0

I'm trying to compute checksum of a transferred file. Traditional way is to receive and write the file to disk and then read again from disk and compute checksum. Alternatively, I can write and read simultaneously to optimize the process. I observed that if I write and read concurrently it finishes faster since read operations are not going to disk as a results of increased cache hits. However, I am worried whether or not my checksum calculation is still reliable since I think one of the reason for checksum calculation is to detect disk write errors? If so, would concurrently writing and reading be missing disk write errors?

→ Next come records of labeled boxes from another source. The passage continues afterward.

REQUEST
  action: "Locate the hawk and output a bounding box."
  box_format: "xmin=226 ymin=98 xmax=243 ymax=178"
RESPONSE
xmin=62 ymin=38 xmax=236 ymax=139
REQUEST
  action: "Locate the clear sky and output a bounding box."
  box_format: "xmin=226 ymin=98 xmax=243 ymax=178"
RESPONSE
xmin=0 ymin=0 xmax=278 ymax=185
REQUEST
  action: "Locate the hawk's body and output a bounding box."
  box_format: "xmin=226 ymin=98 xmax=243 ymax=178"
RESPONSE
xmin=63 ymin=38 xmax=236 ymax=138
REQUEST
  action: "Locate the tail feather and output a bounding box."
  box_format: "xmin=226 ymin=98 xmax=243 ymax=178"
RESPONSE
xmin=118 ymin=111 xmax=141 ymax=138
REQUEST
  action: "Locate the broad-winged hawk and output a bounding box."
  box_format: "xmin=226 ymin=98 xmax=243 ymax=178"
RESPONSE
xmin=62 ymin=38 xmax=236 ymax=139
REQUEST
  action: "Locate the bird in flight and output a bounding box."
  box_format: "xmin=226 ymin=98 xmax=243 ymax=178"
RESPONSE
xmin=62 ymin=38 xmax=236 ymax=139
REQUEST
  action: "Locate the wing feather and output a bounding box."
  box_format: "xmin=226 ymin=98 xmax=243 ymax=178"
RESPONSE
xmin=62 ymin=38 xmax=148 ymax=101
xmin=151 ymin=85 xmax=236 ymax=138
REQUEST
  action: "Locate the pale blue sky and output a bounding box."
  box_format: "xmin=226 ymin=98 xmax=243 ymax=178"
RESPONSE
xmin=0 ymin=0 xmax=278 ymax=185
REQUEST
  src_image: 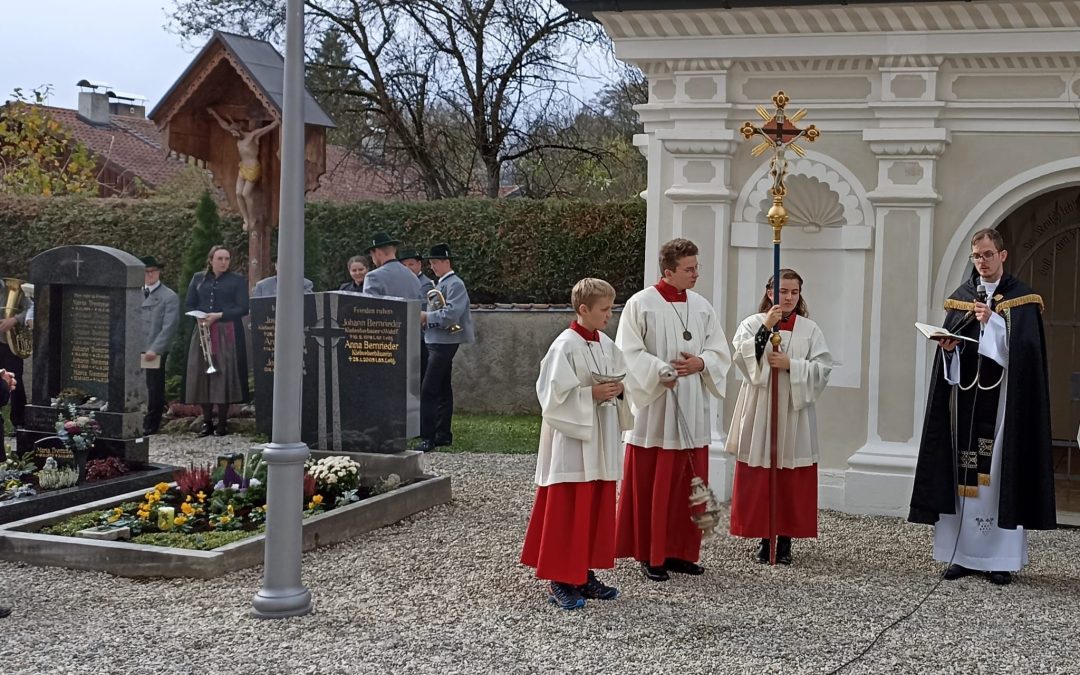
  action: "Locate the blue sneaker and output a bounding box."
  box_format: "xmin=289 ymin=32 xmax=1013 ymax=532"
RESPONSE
xmin=548 ymin=581 xmax=585 ymax=609
xmin=578 ymin=569 xmax=619 ymax=600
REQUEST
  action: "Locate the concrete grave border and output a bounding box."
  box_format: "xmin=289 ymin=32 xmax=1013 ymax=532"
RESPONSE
xmin=0 ymin=475 xmax=451 ymax=579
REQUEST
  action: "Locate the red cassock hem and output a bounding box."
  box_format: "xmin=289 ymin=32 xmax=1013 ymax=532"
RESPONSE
xmin=615 ymin=443 xmax=708 ymax=566
xmin=731 ymin=462 xmax=818 ymax=539
xmin=522 ymin=481 xmax=615 ymax=585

            FileOutputStream fos = new FileOutputStream("testwrite.jpg");
            InputStream is = Files.newInputStream(Paths.get("testwrite.jpg"));

            MessageDigest md = null;
            try {
                md = MessageDigest.getInstance("MD5");
            } catch (NoSuchAlgorithmException e) {
                e.printStackTrace();
            }
            DigestInputStream dis = new DigestInputStream(is, md);

            byte[] bufferWrite = new byte[4096];
            byte[] bufferRead = new byte[4096];
            long current = 0L;

            long startTime = System.currentTimeMillis();
            while (current < totalWriteSize) {
                    fos.write(bufferWrite, 0, 4096);
                    fos.flush();
                    dis.read(bufferRead);
                    current += 4096;
            }
            fos.close();
earslan
  • 1
  • 3

1 Answers1

0

As you say, if the objective is to check that the disk write was correct, then getting the read back from a cache doesn't check that. What's more, the same thing can happen when you write the whole thing to the disk and read it back. You may still be getting data back from a cache in the operating system and/or the drive itself. In order to really check what was written on the disk, you would need to somehow clear out all of those caches before the read back.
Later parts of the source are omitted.